ILWACO - Taking up the greatest portion of last week's meeting of the Ocean Beach School District Board of Directors was OSPI facilitator Mary Schrouder who gave a presentation on the district's School Improvement Action Plan.

Schrouder touched on three items that made up 46 pages of documents given to the board, as well as a future item that may go to further the success of the program.

"It's wonderful to be here again; it's been awhile," said Schrouder, who hadn't spoken to the board on this level since last spring.

Schrouder started with the action plan itself, which has been in place for the last three years.

"This is the action plan at its most complete form," she said of packet of documents that included all the subcommittee notes from the last two years.

In regards to the state-mandated WASL tests, Schrouder showed the original and newly revised goals in both reading and math for seventh grade students. The original goal for reading was to increase the percentage of students meeting the standard on the WASL from 21.5 percent to 41.17 percent by 2004. The newly revised goal calls for an increase from 37.6 percent in 2003 to 43.4 by 2004, in order to satisfy annual yearly progress [AYP] - a requirement of the No Child Left Behind Act.

There is a similar revision in math score goals, originally trying to raise the percentage of those meeting the standard from 19.6 percent to 39.7 percent by 2004, to an increase of 26.6 percent to 33.5 percent by 2004 to satisfy AYP.

The next item presented was a packet titled "WASL Content Area Support" which was to be distributed to teachers Tuesday morning. Inside is information for the teachers to absorb and then use to help better prepare their students for WASL testing. The packet was broken down into the four WASL categories: reading, writing, math, and the newest area, science.

The packet covers such things as what types of questions will be asked in the certain areas and how many points they are worth. For example, math features four types of questions; multiple choice, multiple choice with response, short answer (all worth two points each) and extended response (worth four points each).

The packet goes over strengths and challenges for the three grades taking the test annually (fourth-, seventh- and tenth-grade). For example, one challenge that faces many fourth-graders is the ability to organize mathematical information to be used to either find a solution to a problem or to describe specific mathematical details. It also gives strategies for students to better understand the questions on the reading portion and better ways to answer questions in the writing portion.

The last item she presented to the board was "something I thought you might enjoy or appreciate," she said - a packet that included a glossary of terms used regularly in the action plan, like AYP, as well as how to calculate drop out or cohort graduation rates, as defined by the OSPI.

"This is very valuable," she said. "You may think you know a reasonable definition of AYP ... but here it is for you."

The packet also included "Compare My School" breakdowns from the OSPI Web site that compares the OBSD WASL scores with that of other schools with similar profiles.

Schrouder also told of some upcoming items, including an evaluation in the next couple of months.

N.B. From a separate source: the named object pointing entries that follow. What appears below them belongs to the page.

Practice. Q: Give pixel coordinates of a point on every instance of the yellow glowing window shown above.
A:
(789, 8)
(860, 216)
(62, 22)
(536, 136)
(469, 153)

She said it would be different than the audit they had a few years ago. The evaluation will be of all schools that received school improvement funding in the first year of the program and how they are doing now, which would include Ilwaco Jr/Sr High School.

The final item that Schrouder addressed is an exciting one for the OBSD - the possibility of continuing school improvement funding at IHS for a fourth year.

"There may even be a year five," hinted Schrouder.

Originally, the plan was for the funding to last for three years, but it was found that the changes could not be fully realized on that short of time frame and there are indications that those year one schools have been afforded an extra year.

OSPI will basically ask those schools who entered the program in its first year (including IHS) how much money they want from for school improvement for the fourth year, but they will have to have specific things they want to do with specific dollar amounts.

"We anticipate requests between $10,000 and $20,000," said Schrouder. "I don't think that you'll get more than that."

Because of extending the funding of the year one schools, that means there will be fewer schools entering the program in this its fourth year. Hilltop School entered the program last year.